We came in touch and he was very keen to put this deal in place and it worked up perfectly. It was a good opportunity because Lamborghini was introducing the Huracan for the first time.
I read a lot about it and the development of the car and Lambo put a lot of hard work on it. The competition was really good last year, we did well to end runners-up.
For this season, am quite happy. My own performance for last three rounds, the races I have started, I’ve come into the pits [for change of driver] in the lead.
And Dilantha has done a flawless job [as well]. Overall, a win eludes us but we are hoping to finish the season with an overall win."
Q) We have the World Finals in Valencia coming up, what are you expectations?
"I’ve have found memories of Valencia with a podium finish in F2, but in a GT car, it will be different. Nonetheless, the World Finals is huge because there are lot of strong Pro-Am pairings for the overall podium [and so] we need to push each other.
Hopefully Dilantha is on pace with the other Amateur drivers. I need to do my job as I’m the top Pro driver. We just need to make sure that we look after our own departments.
And hopefully we will have a strong result. Going by our pace this year, we should be really strong and be amongst the top half."

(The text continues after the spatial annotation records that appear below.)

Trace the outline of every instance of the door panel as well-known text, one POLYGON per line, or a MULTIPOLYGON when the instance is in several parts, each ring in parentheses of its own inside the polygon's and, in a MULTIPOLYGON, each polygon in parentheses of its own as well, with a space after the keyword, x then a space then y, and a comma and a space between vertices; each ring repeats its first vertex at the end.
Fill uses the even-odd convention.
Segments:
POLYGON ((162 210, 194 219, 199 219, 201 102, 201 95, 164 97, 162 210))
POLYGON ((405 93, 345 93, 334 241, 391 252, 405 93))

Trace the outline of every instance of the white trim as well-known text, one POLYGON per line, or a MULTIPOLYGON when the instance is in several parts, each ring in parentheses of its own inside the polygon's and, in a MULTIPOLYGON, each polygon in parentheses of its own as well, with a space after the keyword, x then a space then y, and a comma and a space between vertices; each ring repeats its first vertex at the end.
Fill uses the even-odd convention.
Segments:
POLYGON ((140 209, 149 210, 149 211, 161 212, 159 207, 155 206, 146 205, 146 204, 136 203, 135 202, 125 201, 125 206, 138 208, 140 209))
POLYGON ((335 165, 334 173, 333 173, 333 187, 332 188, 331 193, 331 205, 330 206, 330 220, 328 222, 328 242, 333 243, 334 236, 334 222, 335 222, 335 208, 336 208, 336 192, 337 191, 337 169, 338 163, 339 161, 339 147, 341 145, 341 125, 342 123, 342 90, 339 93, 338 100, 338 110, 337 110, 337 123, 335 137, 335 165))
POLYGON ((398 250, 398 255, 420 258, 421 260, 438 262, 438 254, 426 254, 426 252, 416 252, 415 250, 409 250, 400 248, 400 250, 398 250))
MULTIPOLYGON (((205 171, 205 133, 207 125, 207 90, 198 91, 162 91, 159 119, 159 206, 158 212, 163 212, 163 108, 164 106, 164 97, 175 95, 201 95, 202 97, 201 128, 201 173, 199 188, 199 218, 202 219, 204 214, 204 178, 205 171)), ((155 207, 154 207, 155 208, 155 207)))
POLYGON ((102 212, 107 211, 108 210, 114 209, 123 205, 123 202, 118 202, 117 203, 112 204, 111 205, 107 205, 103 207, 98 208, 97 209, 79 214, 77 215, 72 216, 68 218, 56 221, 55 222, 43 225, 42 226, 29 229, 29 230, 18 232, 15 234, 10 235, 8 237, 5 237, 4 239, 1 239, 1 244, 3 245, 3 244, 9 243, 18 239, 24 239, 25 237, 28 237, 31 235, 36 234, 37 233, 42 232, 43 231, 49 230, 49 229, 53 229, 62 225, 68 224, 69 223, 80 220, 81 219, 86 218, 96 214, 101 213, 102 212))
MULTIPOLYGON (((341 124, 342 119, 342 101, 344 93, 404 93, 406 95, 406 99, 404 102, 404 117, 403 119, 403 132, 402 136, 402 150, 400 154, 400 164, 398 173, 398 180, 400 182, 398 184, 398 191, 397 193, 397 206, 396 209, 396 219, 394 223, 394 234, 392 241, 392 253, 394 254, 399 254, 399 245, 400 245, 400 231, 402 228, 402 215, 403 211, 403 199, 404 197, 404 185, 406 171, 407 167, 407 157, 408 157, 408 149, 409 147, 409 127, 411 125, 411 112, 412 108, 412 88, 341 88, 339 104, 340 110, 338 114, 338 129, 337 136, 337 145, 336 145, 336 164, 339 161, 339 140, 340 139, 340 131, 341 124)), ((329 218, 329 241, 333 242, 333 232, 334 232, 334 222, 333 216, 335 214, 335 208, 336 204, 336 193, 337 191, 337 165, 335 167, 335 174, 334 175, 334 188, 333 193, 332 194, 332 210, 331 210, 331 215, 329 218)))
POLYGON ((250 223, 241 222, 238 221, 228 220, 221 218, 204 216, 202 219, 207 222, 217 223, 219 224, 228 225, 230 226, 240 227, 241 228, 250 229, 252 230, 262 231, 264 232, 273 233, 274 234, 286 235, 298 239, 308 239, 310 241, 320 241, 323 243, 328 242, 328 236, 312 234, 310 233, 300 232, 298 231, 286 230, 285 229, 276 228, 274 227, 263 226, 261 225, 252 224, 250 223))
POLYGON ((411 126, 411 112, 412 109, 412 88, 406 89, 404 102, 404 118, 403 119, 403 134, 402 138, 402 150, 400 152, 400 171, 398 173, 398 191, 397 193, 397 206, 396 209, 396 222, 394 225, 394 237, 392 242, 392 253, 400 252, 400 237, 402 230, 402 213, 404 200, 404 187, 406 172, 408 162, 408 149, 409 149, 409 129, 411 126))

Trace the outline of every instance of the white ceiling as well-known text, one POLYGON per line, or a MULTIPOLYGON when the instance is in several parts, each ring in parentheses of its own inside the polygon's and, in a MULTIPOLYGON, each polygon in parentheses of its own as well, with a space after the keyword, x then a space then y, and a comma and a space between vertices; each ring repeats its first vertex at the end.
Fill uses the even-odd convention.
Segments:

Q) You had also announced an entire Asian GT/GT Asia season, but you ended up doing just one round, what happened there?
"That was the plan to do the whole season of GT Asia, but unfortunately we had some issues with the car. It was the old Gallardo and we had some issues in Korea. That was a bit disappointing.
It’s good in a way because we can focus all our efforts on Super Trofeo and it is shown in the results. Obviously it’s good to do more races but it will happen in time [hopefully]."
Q) So, what's looking like for next year then?
"You never know. It all depends upon budgets and all the other aspects as well. Let me finish this year first and then start looking at next year.
There are always opportunities. I have no clue. Hopefully, I will be racing in a Lamborghini somewhere."
Q) All depends on sponsorship, isn't it?
"In India, JK Tyre has been sponsoring me since start of my career. It’s only because of them that I’m still here. It is very difficult. Our other partners have come and gone over the years due to different circumstances.
I think the only way to break this is to have other international events in India. Once we get a round of a Super Trofeo, Audi R8 LMS Cup or even World Endurance Championship, when there is more viewership to the naked eye, it is attractive to our business partners since it is happening in our backyard.
"I think that is going to be a game changer. If we can get done it will be a lot more easier. When it is happening in some other country and it is not televised, it is difficult."
Q) And finally, you have been quite active in the newly-launched F4 SEA series. What's your role there?
"My association with Meritus who run/own the F4 SEA championship goes back a couple of years where I was coaching their Asia cup series. This is a continuation of that.
The FIA created the F4 so that there could be an entry level series that runs the same spec in every region. It's a good first step to take when a driver decides to start their international racing career.
The series is very transparent where all the cars are setup the same and all information are open for all to see, basically it comes down to the driver, which is what we want. In a way the concept of transparency is similar to how we run the Euro JK series as well.
Another good thing is that all the kids coming in are between 15 to 20 years and it's great to work with just raw talent that's come straight from karting or just starting their racing careers here.
Apart from being one of the series' driver coaches, we have two Indians Akash Gowda and Mohammed Nalwalla, who I've been coaching for a while [now]. And the amount they have improved is immense.
The first round saw them struggling quite a bit. But thanks to the continuous seat time between the F4 SEA and Euro JK series, they've become serious front end contenders.